And Jax opens the door.
Cold air rushes in, biting at our ankles. Our home is waiting. Our routine is waiting. Our normal is waiting.
But leaving feels an awful lot like breaking something that was finally trying to heal.
I take a slow breath, heart heavy with all the words unspoken.
“We’ll see you soon,” I manage.
Jax nods—one tight, painful movement—and holds the door while we step into the snow.
It crunches beneath our boots. Violet sniffles. The wind picks up.
When I glance back, he’s still standing there in the doorway… watching like a man afraid that if he looks away, we’ll vanish back into his nightmares.
And I walk away thinking the same thing I’ve thought every morning since that storm:
Leaving isn’t the same as wanting to go.
Chapter Twenty-Five
Jax
The cabin is too quiet without them. Not peaceful-quiet. Not restful-quiet.

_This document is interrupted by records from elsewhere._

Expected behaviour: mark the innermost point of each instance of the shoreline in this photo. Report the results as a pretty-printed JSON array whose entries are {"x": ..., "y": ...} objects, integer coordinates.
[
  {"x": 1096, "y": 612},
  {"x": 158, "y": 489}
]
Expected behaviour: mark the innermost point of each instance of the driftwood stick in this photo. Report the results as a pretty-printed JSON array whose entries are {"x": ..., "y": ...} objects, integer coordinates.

The kind that reminds me every few seconds that two voices are missing. Their laughter. Their footsteps. The scrape of Violet’s pencil against the kitchen table. The soft humming Ava does without realizing—always off-key, always comforting.
Silence used to be my armor. Now it’s a hollow echo where life once rattled around, uninvited but welcome.

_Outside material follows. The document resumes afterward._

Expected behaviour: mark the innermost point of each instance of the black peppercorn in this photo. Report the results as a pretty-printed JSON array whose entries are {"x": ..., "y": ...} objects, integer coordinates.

The day outside is gray-blue, the sky heavy with storm-feeling. There’s a particular tension the mountain gets before snow comes—like it’s inhaling, waiting to exhale white.
I walk a lap around the living room—counting the floorboards for no reason—and end up back at the table because there’s nowhere else to go. Nowhere that doesn’t feel scraped clean of what they brought into this place.
The laptop’s screen reflects a version of me I don’t quite recognize. Beard grown in thicker than I used to allow. Hair curling because I haven’t cared enough to cut it. Eyes darker than they were even months ago. I look like someone who’s lived alone on a mountain so long the mirror stopped mattering.
Maybe that’s exactly what I am.
I click the tab that has been open for weeks, maybe months, maybe a lifetime.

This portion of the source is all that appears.